I want Patty McCormick in “The Bad Seed.” Now, this is a strange film, and Patty plays a very bad girl indeed — about as far from any sentimental sense of childhood as movies have gone (short of kids like Damian in “The Omen”). The acting is awkward sometimes, until you see that Patty was probably a good girl and she’s trying to imagine evil.

Here’s one that’s recent, but I can’t forget Haley Joel Osment in “The Sixth Sense,” a clever and intricate film in which Osment plays the kind of kid who needs a lot of help in life, but who ends up giving help to others. He’s a spirit more than a real child, and it’s extraordinary that Osment grasped that without being sinister, or coy.

Anna Paquin in “The Piano” is the embodiment of Dickensian childhood, in some ways a very wise old woman, and then a kid who does cartwheels on the stormy beach. She has very troubled elders to put up with, and brings such fondness and charity to the art of watching them. There are children who promise eternity, stamina and endurance. She is one of them.

In Carol Reed’s film “The Fallen Idol,” Bobby Henrey plays a little boy who is cared for by the family butler (Ralph Richardson), until he begins to be caught up in that sad man’s private life and the possibility of murder. They say Reed schooled Bobby in every word and gesture. It worked.

Do you remember Carlos Saura’s film from the 1970s, “Cria cuervos,” in which Geraldine Chaplin played with a little girl, Ana Torrent?
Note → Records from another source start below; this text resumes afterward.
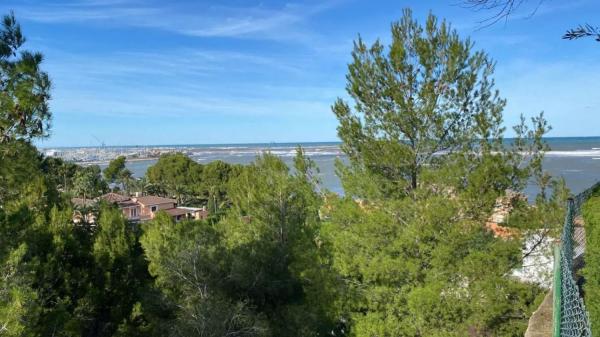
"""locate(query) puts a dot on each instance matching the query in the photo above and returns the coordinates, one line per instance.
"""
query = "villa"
(144, 208)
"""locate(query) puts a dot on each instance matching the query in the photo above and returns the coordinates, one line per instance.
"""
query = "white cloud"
(281, 22)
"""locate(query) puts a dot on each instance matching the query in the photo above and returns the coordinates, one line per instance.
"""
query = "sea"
(576, 159)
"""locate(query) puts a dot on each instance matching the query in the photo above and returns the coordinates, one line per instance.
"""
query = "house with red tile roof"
(144, 208)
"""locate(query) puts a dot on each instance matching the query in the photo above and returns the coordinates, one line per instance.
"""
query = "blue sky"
(181, 72)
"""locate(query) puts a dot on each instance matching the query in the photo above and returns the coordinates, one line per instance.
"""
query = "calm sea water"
(575, 159)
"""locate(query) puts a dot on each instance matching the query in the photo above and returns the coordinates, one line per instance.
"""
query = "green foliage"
(591, 271)
(412, 257)
(177, 175)
(189, 265)
(60, 174)
(428, 158)
(25, 88)
(414, 268)
(271, 234)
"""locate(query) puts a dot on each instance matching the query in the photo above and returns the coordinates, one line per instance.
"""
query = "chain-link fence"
(570, 318)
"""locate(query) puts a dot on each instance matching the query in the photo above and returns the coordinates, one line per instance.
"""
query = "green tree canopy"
(116, 172)
(428, 160)
(25, 88)
(428, 93)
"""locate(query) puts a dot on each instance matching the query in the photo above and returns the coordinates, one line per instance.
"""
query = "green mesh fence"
(573, 318)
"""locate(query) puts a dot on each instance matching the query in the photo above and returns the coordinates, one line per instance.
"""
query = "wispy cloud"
(193, 19)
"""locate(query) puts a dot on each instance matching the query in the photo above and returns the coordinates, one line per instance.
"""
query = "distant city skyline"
(129, 72)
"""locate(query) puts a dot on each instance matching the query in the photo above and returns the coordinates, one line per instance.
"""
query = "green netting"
(574, 321)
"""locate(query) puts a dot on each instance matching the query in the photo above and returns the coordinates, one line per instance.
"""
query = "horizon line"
(249, 143)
Extraordinary, haunting, they both play the same person.

Pushed for space, I want George Winslow, who played in two Howard Hawks films. He’s the kid onboard ship who finds Marilyn Monroe trying to squeeze through a porthole in “Gentlemen Prefer Blondes.” Sad of voice and expression, no male onscreen understood her better. And he’s also the boy who terrorizes his kidnappers (Fred Allen and Oscar Levant) in “Full House.” The funniest kid in pictures.

Tatum O’Neal as Addie Pray in “Paper Moon,” acting with her father (and doing her best to educate him), grim, tough, a killer, but a frightened child, too, and divine in her scenes with Madeline Kahn.

Last: Kelly Reno in “The Black Stallion,” swimming for his life, finding the horse, riding him at magic hour and then coming home, being trained by Rooney and winning the big race. Are we quite sure Kelly Reno wasn’t Mickey Rooney?

There are many I’ve left out — Jackie Cooper, Jackie Coogan, Dean Stockwell, Jon Whiteley, Brandon DeWilde, Mary Badham, Drew Barrymore, Natalie Wood, Jodie Foster, Hayley Mills — but they are not forgotten.

David Thomson is the author of “The Whole Equation: The History of Hollywood” (Knopf) and the recent biography “Nicole Kidman” (Knopf).